The Indian government, in a sudden move on November 8, 2016, scrapped high-denomination notes of Rs500 (OMR 2.8) and Rs1,000 (OMR 5.7).
It led to chaos and even ten days after the decision, there are long queues outside banks and ATMs. The demonetised notes accounted for 86 per cent of all cash in the economy.
Last Friday, reversing its initial move of enhancing the over-the-counter exchange limit for old Rs500 and Rs1,000 notes, the government slashed it to Rs2,000 per person from Rs4,500, effective Friday itself.
Bino PP, another Indian in Muscat, said he, too, has postponed his travel plans. “I wanted to go home for Christmas, but don’t want to now because of the cash crunch,” Bino said.
India’s Supreme Court came down hard on the government on Friday for not doing enough to ease the cash crunch in the country, warning that the situation was serious and people were so anxious that there could even be riots. Philip Koshy, general manager at Modern Exchange, said though they are offering a real time bank account credit facility, many Indian banks are failing to disperse the money because of shortage of cash.
Sushil Banerjee, an Indian expatriate, had sent OMR600 to his parents about seven days ago.
“However, till date, they could manage to withdraw only OMR200 as the banks in West Bengal are short of cash,” Banerjee lamented.
Exchange officials in Oman said they have no role to play in this situation.

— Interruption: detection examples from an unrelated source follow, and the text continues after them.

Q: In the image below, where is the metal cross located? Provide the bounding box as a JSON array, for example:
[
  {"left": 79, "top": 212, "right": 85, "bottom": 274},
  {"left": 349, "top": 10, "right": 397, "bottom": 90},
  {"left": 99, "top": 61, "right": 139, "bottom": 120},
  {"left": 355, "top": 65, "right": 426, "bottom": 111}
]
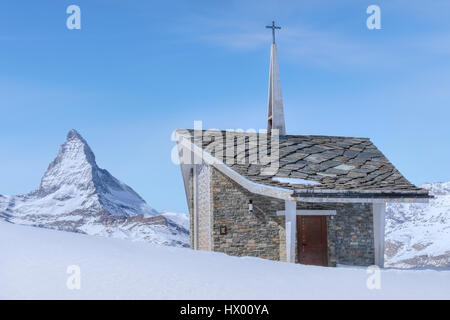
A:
[{"left": 266, "top": 21, "right": 281, "bottom": 43}]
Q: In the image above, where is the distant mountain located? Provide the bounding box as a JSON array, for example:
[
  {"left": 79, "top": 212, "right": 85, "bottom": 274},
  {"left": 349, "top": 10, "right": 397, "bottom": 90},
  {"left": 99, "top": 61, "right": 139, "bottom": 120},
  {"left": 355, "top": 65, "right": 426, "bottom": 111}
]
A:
[
  {"left": 386, "top": 182, "right": 450, "bottom": 268},
  {"left": 0, "top": 130, "right": 189, "bottom": 246}
]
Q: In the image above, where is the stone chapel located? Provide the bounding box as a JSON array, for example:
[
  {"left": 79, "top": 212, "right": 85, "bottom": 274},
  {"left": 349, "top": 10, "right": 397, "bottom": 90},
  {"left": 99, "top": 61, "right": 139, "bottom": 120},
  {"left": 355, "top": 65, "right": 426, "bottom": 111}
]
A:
[{"left": 176, "top": 23, "right": 429, "bottom": 267}]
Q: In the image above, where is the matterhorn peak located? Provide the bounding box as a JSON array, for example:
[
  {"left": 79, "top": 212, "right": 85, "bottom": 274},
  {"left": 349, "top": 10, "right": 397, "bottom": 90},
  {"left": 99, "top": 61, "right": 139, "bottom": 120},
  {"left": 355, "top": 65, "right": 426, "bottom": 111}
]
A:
[{"left": 0, "top": 129, "right": 189, "bottom": 246}]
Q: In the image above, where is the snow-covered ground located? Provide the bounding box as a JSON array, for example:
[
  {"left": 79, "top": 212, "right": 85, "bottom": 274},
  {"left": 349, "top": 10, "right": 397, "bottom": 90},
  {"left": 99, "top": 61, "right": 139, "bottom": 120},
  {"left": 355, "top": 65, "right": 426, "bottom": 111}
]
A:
[{"left": 0, "top": 221, "right": 450, "bottom": 299}]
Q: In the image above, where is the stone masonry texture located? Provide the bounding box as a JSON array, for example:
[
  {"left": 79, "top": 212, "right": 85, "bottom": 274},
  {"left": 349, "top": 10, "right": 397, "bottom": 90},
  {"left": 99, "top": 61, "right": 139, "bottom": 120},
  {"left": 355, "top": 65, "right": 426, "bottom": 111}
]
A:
[{"left": 206, "top": 168, "right": 374, "bottom": 266}]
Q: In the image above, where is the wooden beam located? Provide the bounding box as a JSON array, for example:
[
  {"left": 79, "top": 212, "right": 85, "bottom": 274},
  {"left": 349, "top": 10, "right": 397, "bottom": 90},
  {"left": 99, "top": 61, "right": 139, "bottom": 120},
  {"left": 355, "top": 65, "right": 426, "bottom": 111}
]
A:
[
  {"left": 284, "top": 200, "right": 297, "bottom": 263},
  {"left": 277, "top": 210, "right": 336, "bottom": 216},
  {"left": 373, "top": 203, "right": 386, "bottom": 268}
]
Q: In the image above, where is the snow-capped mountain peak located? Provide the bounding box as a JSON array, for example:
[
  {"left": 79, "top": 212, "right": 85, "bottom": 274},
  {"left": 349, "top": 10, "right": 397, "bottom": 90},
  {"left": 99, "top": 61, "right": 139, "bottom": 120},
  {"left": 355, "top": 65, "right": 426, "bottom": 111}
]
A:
[
  {"left": 0, "top": 130, "right": 189, "bottom": 246},
  {"left": 38, "top": 129, "right": 98, "bottom": 196},
  {"left": 386, "top": 182, "right": 450, "bottom": 267}
]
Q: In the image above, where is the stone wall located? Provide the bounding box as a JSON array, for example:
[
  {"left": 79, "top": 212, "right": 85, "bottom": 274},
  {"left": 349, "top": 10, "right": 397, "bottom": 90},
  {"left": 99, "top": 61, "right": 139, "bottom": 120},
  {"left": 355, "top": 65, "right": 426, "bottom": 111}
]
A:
[
  {"left": 197, "top": 168, "right": 374, "bottom": 266},
  {"left": 296, "top": 203, "right": 375, "bottom": 266},
  {"left": 211, "top": 169, "right": 285, "bottom": 260}
]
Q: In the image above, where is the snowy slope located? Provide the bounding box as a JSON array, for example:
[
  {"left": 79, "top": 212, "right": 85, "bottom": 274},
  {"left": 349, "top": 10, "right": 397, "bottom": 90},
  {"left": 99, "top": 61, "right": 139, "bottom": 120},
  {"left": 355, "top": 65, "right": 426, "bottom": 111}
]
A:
[
  {"left": 386, "top": 182, "right": 450, "bottom": 268},
  {"left": 0, "top": 130, "right": 189, "bottom": 246},
  {"left": 0, "top": 221, "right": 450, "bottom": 299}
]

“We are remitting money. In fact, the money is being credited to their account either on the same day or the next. However, some customers are indeed facing delays in withdrawing the money because of the shortage of cash in the Indian banks,” admitted another exchange house.
“The problem is rather acute for those visiting for a short time as they are legally allowed to carry only Rs25,000 to India. After reaching India, they are finding it hard to withdraw money from the banks,” the official said.
Bank transfer is not an option now as the Indian banks are not permitting anyone to withdraw more than Rs4,500 a day. “Some rural banks don’t have even that amount,” Indian expats claimed.
Deepak Chandra, Chief Manager, Mustafa Sultan Exchange, Ruwi Branch, said they are still waiting for further instructions.
“We are in touch with our head office about what to do next but we are not accepting any Rs500 or Rs1,000 rupee notes,” he added.